My husband and I are on an Indian food kick. It’s kind of strange because we lived in the UK for three years and rarely, if ever, ate Indian food. I mean, outside of India, if you’re going to have curry, then the UK would be the place for it. We just never really got into it until we got to Asia. Strangely, I think it had something to do with the way they plated it up in the UK. Presentation is everything, and we always seemed to have curry in huge pots or dishes with lots of liquid that the table would share. It just seemed more sloppy and drippy than we cared for even though the flavor was good.
Here in Asia, we’ve found some good Indian restaurants that we actually like better. They serve the curries in the small karahi bowls so that you can easily dip your naan into them…which in this case is so much better than a big serving bowl for the table to share. Since we always like to try our hand at making our favorite foods at home, I’ve been finding some great spicy recipes that are vegan, vegetarian, and for meat lovers. This one has chicken cutlets that basically marinate in the liquid, spices, and yogurt thus making it a tikka masala.
I have to say, we really love this recipe especially since you just throw everything into the slow cooker and let it work its magic. Plus, you can make it as spicy as you’d like. Serve it with some rice and naan for dipping, and you’ve got yourself one killer curry with little effort.
Chicken Tikka Masala in the Slow Cooker
Adapted from Smells Like Home
For the chicken.
1 pounds boneless, skinless chicken breasts
1/2 Tbsp ground coriander
1 Tbsp ground cumin
1/2 tsp salt
1/2 cup greek yogurt
1 Tbsp Sriracha sauce
For the sauce.
2 tbsp butter
1/2 large onion, diced
4 cloves garlic, minced
1/2 tbsp salt
1 1/2 Tbsp garam masala (or similar spice blend)
1 Tbsp fresh ginger, peeled and grated
28 oz can crushed tomatoes
2 tsp sugar
1 1/2 Tbsp heavy cream
Cut the chicken into strips. Sprinkle the coriander, cumin and salt over the chicken and stir in the yogurt and Sriracha until all the pieces are evenly coated. Place the chicken in the bottom of a 3-quart slow cooker.
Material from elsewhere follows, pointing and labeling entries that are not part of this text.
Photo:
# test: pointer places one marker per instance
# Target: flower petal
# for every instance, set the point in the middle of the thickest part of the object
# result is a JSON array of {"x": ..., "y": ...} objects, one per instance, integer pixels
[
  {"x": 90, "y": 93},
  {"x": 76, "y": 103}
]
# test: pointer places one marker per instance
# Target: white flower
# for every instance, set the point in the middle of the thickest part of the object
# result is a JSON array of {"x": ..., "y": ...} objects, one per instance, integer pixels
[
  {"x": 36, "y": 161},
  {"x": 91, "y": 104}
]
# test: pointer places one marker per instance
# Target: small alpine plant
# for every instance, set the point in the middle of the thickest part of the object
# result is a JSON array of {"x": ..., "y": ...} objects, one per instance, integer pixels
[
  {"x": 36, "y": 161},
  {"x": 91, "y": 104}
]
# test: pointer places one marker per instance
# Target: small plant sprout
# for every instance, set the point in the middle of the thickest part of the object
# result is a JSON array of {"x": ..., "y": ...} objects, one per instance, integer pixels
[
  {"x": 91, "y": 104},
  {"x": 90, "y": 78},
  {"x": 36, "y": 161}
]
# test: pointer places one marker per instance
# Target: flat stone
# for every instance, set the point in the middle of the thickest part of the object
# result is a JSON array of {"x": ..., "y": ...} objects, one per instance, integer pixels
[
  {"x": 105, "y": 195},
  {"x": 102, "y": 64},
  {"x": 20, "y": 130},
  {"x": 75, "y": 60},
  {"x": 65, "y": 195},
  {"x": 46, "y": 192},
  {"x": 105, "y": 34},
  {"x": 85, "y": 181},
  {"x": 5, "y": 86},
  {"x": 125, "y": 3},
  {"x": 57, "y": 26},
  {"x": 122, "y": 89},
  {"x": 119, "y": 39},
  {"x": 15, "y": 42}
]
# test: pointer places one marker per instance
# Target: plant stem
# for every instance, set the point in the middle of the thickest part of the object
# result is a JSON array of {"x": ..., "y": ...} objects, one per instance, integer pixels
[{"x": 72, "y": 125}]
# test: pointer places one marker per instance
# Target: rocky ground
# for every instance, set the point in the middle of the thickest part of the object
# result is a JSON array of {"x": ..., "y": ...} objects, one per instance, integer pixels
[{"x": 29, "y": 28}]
For the sauce, melt butter in a medium saucepan over medium heat. Add the onions, garlic, and salt and stir to combine. Cook until the onions start to brown. Stir in the garam masala and ginger and cook until fragrant (about 1 minute) before adding the crushed tomatoes and sugar. Stir well, scraping the bottom of the pan. Bring to a boil. Remove the pan from the heat and pour the sauce over the chicken in the slow cooker.
Cover and cook on low for 5 hours or until the chicken is very tender. Pour heavy cream into the slow cooker and stir to combine. Replace the lid and let cook for 10 more minutes. Cool slightly and enjoy!
If you don’t have a slow cooker, just cook the chicken strips in a pan first. Then, let it all simmer together in a large stockpot on the stove for one to two hours.